Нынешние студенческие нравы, бесспорно, отличались от тех, что я помнил. Чем-то походили на ту строгость (дежурные на каждом этаже!) и стерильность (блестящий чистотой пол!), что мне привиделись при посещении общежития младшего сына. Никаких окурков на полу, никаких следов от разбрызганного винегрета в коридорах на этажах утром, никаких следов крови на стенах после ночных драк. В жизни нынешних студентов едва ли не полностью отсутствовало всё то, что раньше мне виделось естественной частью общежитской атмосферы.
Мне казалось странным и необъяснимым, что при нынешних скромных габаритах я пока ни разу не стал объектом для издевательств со стороны сверстников.

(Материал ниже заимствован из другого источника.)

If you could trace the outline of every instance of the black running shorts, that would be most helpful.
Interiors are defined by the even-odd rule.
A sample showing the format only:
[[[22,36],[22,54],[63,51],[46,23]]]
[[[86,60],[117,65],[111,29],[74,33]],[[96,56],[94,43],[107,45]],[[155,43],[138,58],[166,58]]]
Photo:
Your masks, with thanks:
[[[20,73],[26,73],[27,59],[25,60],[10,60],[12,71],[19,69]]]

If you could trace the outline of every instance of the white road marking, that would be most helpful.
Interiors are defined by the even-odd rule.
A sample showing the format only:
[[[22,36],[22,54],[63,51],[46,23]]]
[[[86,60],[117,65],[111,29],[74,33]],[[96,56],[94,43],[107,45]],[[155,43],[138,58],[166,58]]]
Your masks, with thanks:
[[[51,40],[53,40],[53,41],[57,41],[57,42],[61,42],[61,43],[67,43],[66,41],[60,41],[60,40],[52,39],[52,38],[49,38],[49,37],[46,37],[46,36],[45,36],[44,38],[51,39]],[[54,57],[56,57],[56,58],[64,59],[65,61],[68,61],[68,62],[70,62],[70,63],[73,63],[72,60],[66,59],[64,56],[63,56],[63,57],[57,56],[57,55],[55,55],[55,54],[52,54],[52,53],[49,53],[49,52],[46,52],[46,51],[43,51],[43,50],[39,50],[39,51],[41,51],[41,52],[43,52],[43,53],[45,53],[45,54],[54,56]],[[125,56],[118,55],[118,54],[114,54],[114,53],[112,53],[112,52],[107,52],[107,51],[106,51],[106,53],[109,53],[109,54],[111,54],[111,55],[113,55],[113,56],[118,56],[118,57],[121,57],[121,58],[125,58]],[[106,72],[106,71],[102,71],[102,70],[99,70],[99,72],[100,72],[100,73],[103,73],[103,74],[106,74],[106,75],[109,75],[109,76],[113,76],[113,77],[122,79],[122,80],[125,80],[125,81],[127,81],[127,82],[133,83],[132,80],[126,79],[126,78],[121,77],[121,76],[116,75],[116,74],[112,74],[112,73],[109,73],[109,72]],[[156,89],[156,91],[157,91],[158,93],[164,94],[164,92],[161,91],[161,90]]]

За почти неделю моей жизни в общежитии никто не пытался набить мне морду, чтобы показать собственную крутость. Не делали попыток «отправить меня за водкой» — ни один первый курс на моей памяти (в девяностых) не избежал таких нападок. Я не заметил, чтобы озлобленные старшекурсники вламывались в чужие комнаты — разыскивали украденные у них вещи.
«Ну, прямо настоящий коммунизм, — думал я, — в отдельно взятом корпусе общежития. Торжество справедливости, равенства и братства. Ещё бы советские студенты научились смывать после себя в туалете — цены нынешним комсомольцам не было бы».
Я видел, что и в тысяча девятьсот шестьдесят девятом году в студенческом общежитии проживали обычные, нормальные люди — каждый со своими заскоками и причудами. Слышал от жаривших на кухне картошку парней «грязные» словечки; не однажды был свидетелем споров «на повышенных тонах»; и даже стал объектом злой шутки: пока мылся в душе, кто-то завязал узлом мою майку. Но после прошлой моей бурной студенческой жизни — все эти выходки советских студентов выглядели «детским лепетом».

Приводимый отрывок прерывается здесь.